Didn’t these same Protestants in 1924 shut down the borders and reserve the right to discriminate in favor of their fellow northwestern Europeans seeking entry into our country? 

Protestantism is many varying, shifting beliefs. The concepts of tolerance and equality became more and more part of Protestant sects over time. There are spiritual and philosophical reasons for that change, which I would summarize as the falling away over time of a supernatural sense of things.

One could just as easily (and I think more accurately) say “Enlightenment principles of equality.”  But even there I would have to disagree because even Enlightenment principles of equality were light-years from the radicalized, Marxist egalitarianism of today, which is what’s responsible for the philosophy of open borders and unrestricted Third World immigration. 

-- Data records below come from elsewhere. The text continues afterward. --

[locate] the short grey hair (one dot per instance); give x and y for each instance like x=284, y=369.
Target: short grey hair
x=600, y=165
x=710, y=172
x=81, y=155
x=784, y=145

The dissemination and spread of Enlightenment beliefs to form a reigning ideology could not have taken hold without Protestantism’s lack of an objective standard and authority for Revealed faith and morality. Equality and liberty were America’s secular religion that bound together contrary sects. Yes, they became more radical over time under other influences.

Let us suppose, for the sake of argument, that Protestantism actually invented and was therefore responsible for the concept of equality.

No, I never said Protestantism, which is many different, shifting beliefs, “invented” the concept of equality. However, since one of its key ideas is that the individual faces God alone, without intermediaries, it undermined the hierarchical sense of life.

If Protestantism was “working out” its “open borders” inevitability, it was certainly taking its time because there was obviously no dearth of Protestant Americans to accomplish it if they had wanted to.  

The fact of the matter is, during all that time, there was never any indication that Protestantism was tending Americans in a direction toward giving the country they had populated and worked so hard to build away to non-European immigrants. 

Yes, it was taking its time. America was changing, becoming more individualistic, industrialized, and capitalistic. I think these things were indeed foreshadowings. The birth rate was declining during the nineteenth century and family life was gradually changing under the influence of intensifying individualism, which is a major feature of Protestant society. The eventual radical falling away in the 20th century from the moral code that governed family life for centuries and that was part of America’s Christian inheritance was, I believe, a major factor in the opening up of America’s borders. Protestants (in general) accepted contraception and divorce. It’s just a fact of life that the more children people have and the more people have children, the more serious a society is about the future and the more unlikely it is to give up job opportunities for its own. In a Christian social order, the economy is for families rather than families being for the economy.

You are conflating race and religion, I think. The ancestors of WASPs, after all, were Catholic for many hundreds of years. There was no objective basis for Protestant beliefs other than the authority of the Catholic Church. Protestantism is a dissolving thing and as a whole leads to liberalism and social atheism, in which religion is simply a private matter subject to individual judgment. What does that have to do with open borders? Equality is a substitute religion.

For example, in every presidential election since 2000, the majority of the Protestant vote has gone to the Republican candidate, whereas the majority of the Catholic, Jewish, and other faiths vote, has gone to the Democratic candidate (with the exception of 2004 when a majority of the Catholic vote did go to the Republican). 

Ethnicity is at work in those votes. (Much of that Catholic vote, by the way, is by nominal Catholics poorly formed in the faith.)